Le second chapitre du livre s’intéresse à l’élaboration des récits. Si les croyants de la première génération chrétienne, persuadés de vivre les derniers moments du monde, ne sentirent pas le besoin de  mettre par écrit les récits, l’attente, toujours plus longue, de la venue du Royaume de Dieu, et la conversion, toujours plus importante, des païens,   poussèrent l’Eglise, dans ses premières années d’existence, à se référer à Jésus lui-même, à sa vie, à ses gestes, à ses paroles. L’auteur nous montre ainsi que l’élaboration des récits évangéliques se trouve intimement liée au développement de l’Eglise. N’oublions pas que les premiers chrétiens furent des juifs et qu’à ce titre, ils étaient imprégnés d’une tradition littéraire mettant en scène les gestes et paroles des héros bibliques.   Il paraît ainsi tout à fait légitime que, dans le cadre de la prière et du culte chrétien, les évangiles, avant d’exister comme œuvres littéraires, se soient présentés comme "une mosaïque de petites unités orales"  assurant la vie - voire la survie - de l’Eglise naissante.

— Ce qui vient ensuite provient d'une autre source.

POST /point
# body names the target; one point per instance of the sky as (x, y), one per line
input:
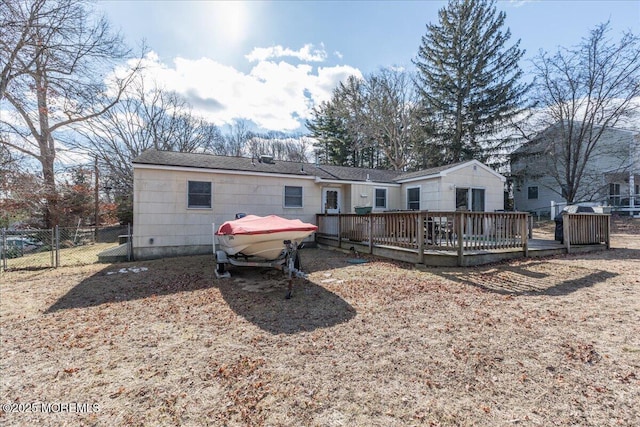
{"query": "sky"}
(271, 62)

Il est beaucoup plus difficile en revanche de savoir quand le passage de l’oral à l’écrit a pu se faire. Nous sommes ici dans le règne des conjectures et il nous est actuellement impossible de savoir si l’Evangile de Marc, premier des quatre évangiles à avoir été rédigé en 65-67, s’est appuyé sur des récits antérieurs ou seulement sur des sources orales   .

Quoi qu’il en soit, c’est bien le développement de l’Eglise chrétienne, dans les années 50-60, qui la conduit, dans un souci d’unité, à recourir à des textes susceptibles d’alimenter la catéchèse ou la liturgie. De ce point de vue, Quesnel souligne l’importance de la Pâque et donc de la Résurrection dont les récits, selon lui, constituent les plus anciens fragments d’évangiles rédigés.

La rédaction des évangiles, objet du troisième chapitre, constitue le moment décisif où la tradition orale prend corps. La nécessité de fixer les événements par écrit fut probablement liée à la disparition progressive des témoins directs de la prédication de Jésus et à la nécessité pour l’Eglise de proposer un support écrit à la liturgie chrétienne, "un peu comme le seder pascal des juifs", nous dit l’auteur avant d’ajouter qu’ "il est raisonnable de supposer l’existence de recueils comme transition entre la transmission purement orale des débuts de l’Eglise et les évangiles dans leur état final." Qu’il s’agisse des récits de Marc, Matthieu, Luc ou Jean, tous les quatre répondent à une exigence vitale de l’Eglise, que ce soit celle de Rome, d’Antioche ou d’Ephèse : proposer un récit suivi concernant Jésus afin de fédérer les croyants et fortifier leur foi.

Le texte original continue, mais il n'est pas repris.